Jilly hätte das alles beinahe für einen bösartigen Plan der Vorsehung gehalten, doch dann fiel ihr ein, dass das Schicksal sich bestimmt nicht ausgerechnet für sie interessierte. Ihre Augen verengten sich zu Schlitzen, während sie Coltrane anschaute und ihre Möglichkeiten abwog. Sie konnte Dean anrufen, aber er ging häufig einfach nicht ans Telefon. Vielleicht war er auch wieder betrunken, dann konnte er sowieso nicht mehr Auto fahren und sie abholen.

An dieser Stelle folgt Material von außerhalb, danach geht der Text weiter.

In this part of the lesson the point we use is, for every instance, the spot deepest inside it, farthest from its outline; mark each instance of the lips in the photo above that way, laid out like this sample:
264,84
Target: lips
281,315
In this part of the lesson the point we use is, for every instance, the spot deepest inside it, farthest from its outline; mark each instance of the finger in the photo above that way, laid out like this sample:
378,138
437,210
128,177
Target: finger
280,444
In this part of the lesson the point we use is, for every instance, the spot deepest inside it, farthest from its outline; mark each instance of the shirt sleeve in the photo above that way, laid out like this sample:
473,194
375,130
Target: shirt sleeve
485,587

Wo Rachel-Ann war, wusste sie nicht. Und außer der herrischen Mrs. Afton kannte sie keine Mitarbeiter von Meyer Enterprises, die ihr hätten helfen können.

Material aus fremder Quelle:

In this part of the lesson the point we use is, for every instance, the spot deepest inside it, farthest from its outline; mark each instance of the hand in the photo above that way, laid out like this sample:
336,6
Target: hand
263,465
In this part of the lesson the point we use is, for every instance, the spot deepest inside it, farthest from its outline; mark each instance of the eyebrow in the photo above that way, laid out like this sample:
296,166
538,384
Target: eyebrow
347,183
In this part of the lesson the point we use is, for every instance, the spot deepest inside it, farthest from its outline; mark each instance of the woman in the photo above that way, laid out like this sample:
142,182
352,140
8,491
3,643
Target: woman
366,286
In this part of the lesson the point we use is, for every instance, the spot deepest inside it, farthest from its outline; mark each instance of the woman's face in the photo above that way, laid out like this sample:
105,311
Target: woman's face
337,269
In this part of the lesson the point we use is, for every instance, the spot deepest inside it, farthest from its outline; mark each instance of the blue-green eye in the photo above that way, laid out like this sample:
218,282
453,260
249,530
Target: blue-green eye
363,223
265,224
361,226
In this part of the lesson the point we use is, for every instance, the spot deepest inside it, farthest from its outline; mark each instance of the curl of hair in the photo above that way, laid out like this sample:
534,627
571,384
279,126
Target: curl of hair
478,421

„Ich würde gerne gehen“, sagte sie mit fester Stimme. „Jetzt.“

„Und Sie wollen, dass ich Ihnen helfe? Und sagen schön: ‚bitte‘?“

„Ja“, sagte sie und hoffte, dass es in der Hölle einen speziellen Ort für Männer wie ihn gab.

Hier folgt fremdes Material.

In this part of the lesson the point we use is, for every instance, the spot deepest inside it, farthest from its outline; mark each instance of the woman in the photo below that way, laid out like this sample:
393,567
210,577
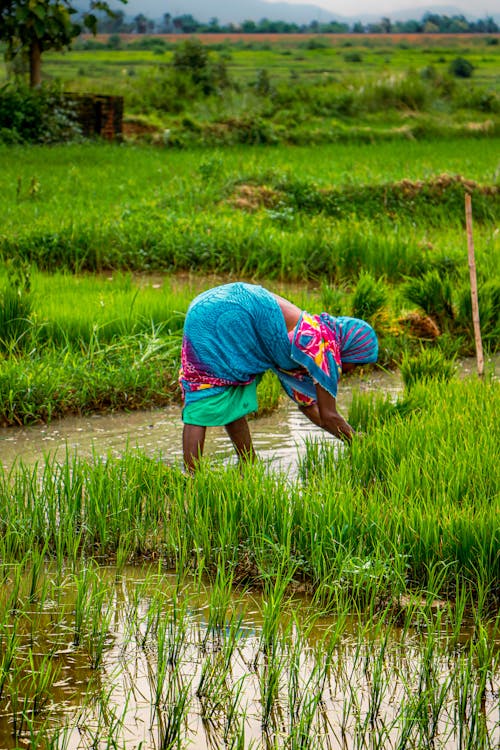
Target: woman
234,333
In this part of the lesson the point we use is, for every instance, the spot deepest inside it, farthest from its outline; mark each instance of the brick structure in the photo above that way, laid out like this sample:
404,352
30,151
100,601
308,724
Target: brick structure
98,115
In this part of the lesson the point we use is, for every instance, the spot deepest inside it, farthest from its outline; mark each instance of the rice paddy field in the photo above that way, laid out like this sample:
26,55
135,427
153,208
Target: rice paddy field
348,602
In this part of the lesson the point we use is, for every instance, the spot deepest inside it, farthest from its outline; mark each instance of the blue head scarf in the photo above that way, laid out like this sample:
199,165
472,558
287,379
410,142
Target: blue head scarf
357,340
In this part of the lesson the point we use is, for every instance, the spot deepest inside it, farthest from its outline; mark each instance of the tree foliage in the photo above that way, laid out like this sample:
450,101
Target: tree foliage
30,27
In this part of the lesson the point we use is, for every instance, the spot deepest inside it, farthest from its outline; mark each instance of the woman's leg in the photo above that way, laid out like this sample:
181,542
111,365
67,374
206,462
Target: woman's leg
239,433
193,441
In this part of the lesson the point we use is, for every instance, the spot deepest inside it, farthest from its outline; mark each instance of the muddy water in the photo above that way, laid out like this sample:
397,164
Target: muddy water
278,438
366,686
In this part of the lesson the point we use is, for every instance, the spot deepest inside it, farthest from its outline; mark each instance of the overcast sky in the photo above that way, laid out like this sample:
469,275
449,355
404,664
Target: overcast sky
476,8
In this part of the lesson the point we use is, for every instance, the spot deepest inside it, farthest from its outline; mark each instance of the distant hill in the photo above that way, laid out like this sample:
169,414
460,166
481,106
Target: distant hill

„Sehr gerne.“ Er knipste das Licht aus, und in der plötzlichen Dunkelheit wäre sie beinahe gegen ihn gestoßen, als sie aus der Tür eilen wollte. Instinktiv hatte sie gerade noch rechtzeitig gebremst, aber sie war ihm nahe genug gekommen, um den Stoff seines Jacketts und die Hitze seines Körpers zu spüren. Es machte sie nervös. Doch Jilly hatte schon vor langer Zeit gelernt, ihre Unsicherheit zu verstecken. Sie folgte ihm in vernünftigem Abstand, entschlossen, ihn akkurat einzuhalten.

Das hat Jackson ja mal wieder gut hingekriegt, dachte sie böse. Nicht nur, dass er seine Tochter einfach ignorierte, er schickte ihr auch noch den Feind, um sich um sie zu kümmern. Wäre sie nicht sowieso schon die ganze Zeit verärgert gewesen, dann wäre sie es spätestens jetzt.

Das Gebäude war völlig verlassen, was Jilly erstaunte. Jackson Meyer ermutigte nämlich seine Mitarbeiter, genauso lang und hart zu arbeiten wie er selbst. Sie folgte Coltrane vorbei an den aufgeräumten Schreibtischen und leeren Büros; keine Seele schien mehr in dem Haus zu sein.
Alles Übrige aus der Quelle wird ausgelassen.